Berdasarkan monitoring yang telah dilakukan, tahun 2021 telah terbentuk 43.442 agen perubahan anti perundungan dan ditargetkan jumlah ini akan terus meningkat.
Jauh panggang dari api, data-data dari KPAI justru menunjukkan bahwa angka bullying terus mengalami peningkatan. Dari data yang dikutip dari kompas, Forum Serikat Guru Indonesia merilis sejak bulan Januari hingga September 2023 bahwasanya terjadi 23 kasus bullying dan 2 di antaranya sampai mengakibatkan korban meninggal.
Ini belum termasuk kasus yang tidak terpantau. Survey yang dilakukan Programme For Student Assesment dari 78 negara yang disurvey, Indonesia masuk dalam lima besar kasus bullying tertinggi.
Akar Masalah Bullying dan Perlunya Langkah Strategis dan Komprehensif
Maraknya kasus bullying tentu tidak terlepas dari jauhnya karakter anak terhadap iman, apalagi dalam sistem kapitalis sekuler saat ini. Pemisahan antara agama dalam kehidupan, tidak menjadikan agama sebagai basis dalam pembentukan karakter anak.

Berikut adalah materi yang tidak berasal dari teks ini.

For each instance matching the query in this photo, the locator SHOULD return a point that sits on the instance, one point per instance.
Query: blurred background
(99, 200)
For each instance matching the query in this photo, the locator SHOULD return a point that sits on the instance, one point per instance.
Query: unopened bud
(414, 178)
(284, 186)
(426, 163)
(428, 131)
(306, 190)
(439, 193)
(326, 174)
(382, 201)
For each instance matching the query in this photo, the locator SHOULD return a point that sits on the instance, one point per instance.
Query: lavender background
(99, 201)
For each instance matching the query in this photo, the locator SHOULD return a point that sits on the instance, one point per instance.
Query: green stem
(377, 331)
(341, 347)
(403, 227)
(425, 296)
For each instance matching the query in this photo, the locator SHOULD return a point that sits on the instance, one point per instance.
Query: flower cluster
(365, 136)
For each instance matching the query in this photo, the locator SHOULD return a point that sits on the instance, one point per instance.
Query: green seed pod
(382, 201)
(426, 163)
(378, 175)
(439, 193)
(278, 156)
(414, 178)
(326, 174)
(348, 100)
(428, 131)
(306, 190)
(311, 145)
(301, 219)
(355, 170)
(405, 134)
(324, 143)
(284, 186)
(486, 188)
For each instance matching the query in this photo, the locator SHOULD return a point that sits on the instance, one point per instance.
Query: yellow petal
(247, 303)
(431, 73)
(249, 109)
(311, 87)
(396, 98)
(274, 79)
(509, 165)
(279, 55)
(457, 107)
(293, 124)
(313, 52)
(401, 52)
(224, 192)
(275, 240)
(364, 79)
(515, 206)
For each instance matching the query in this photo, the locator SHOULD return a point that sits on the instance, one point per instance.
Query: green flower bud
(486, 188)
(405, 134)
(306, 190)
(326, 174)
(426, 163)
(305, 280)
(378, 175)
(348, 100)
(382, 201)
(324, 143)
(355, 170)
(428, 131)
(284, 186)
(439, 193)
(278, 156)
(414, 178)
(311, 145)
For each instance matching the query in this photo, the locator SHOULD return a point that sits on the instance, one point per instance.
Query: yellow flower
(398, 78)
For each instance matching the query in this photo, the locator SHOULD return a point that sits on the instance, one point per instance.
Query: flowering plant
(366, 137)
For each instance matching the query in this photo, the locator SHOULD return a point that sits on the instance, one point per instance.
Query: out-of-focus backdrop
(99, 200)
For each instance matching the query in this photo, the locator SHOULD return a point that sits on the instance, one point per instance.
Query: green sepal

Bahkan di dunia pendidikan hari ini, agama menjadi hal yang kurang diperhatikan. Pengajaran ilmu agama cenderung minim, bahkan tak berpengaruh dalam kehidupan sehari-hari. Hal ini karena agama tidak dijadikan sebagai ilmu praktis, yakni ilmu untuk beramal.
Materi-materi dalam ilmu agama sering sekali jauh dari realita kehidupan. Pembahasan yang hanya itu-itu saja, sering menjadi alasan bagi generasi muda untuk malas mempelajari ilmu agama. Misalnya saja, pembahasan ilmu agama dalam sekolah hanya mencakup perkara ibadah.
Padahal, Islam adalah agama komprehensif yang mengatur hubungan manusia dengan Allah, manusia dengan dirinya dan manusia dengan manusia lain. Sayangnya, hampir tidak pernah kita temui materi pelajaran agama yang membahas secara rinci bagaimana Islam mengatur sistem pergaulan, sistem sanksi, dan lain sebagainya.
Realita ini diperkeruh lagi dengan sistem hukum yang sering tidak memberikan efek jera bagi pelaku dan efek pencegahan bagi yang lain. Sering sekali pelaku bullying diringankan atau bahkan dihapuskan sanksinya karena dianggap sebagai anak di bawah umur. Padahal, korban bullying telah rusak, baik mental, fisik, dan psikisnya tanpa memandang cukup umur atau di bawah umur.
Belum lagi, tontonan anak-anak yang juga sering menampilkan adegan-adegan kekerasan dapat diakses dengan mudah di media.
Menyelesaikan kasus bullying ini tentu memerlukan langkah yang komprehensif. Perlu kerjasama yang baik antara orang tua, lingkungan, baik di sekolah ataupun masyarakat, dan negara.
Sejatinya, manusia sebagai makhluk ciptaan Allah, haruslah senantiasa menyandarkan diri kepada aturan Rabbnya, pun dalam pembentukan karakter seseorang. Karakter terbaik adalah karakter yang patuh terhadap Allah.
Oleh karenanya, pembentukkan karakter anak yang beriman dan bertakwa perlu menjadi poin paling utama yang harus diwujudkan oleh seluruh pihak. Hal ini karena hanya generasi yang beriman dan bertakwalah yang mengerti bagaimana cara bersikap, bertindak, dan berbuat kepada manusia lain sebagai wujud keterikatan perbuatannya dengan Allah.
1. Peran Keluarga
Keluarga sebagai madrasah ula, harus mampu membekali anak dengan ilmu agama, mengenalkan sejak dini tentang Allah dan bagaimana harusnya seorang muslim bersikap dengan meneladani rasulullah saw.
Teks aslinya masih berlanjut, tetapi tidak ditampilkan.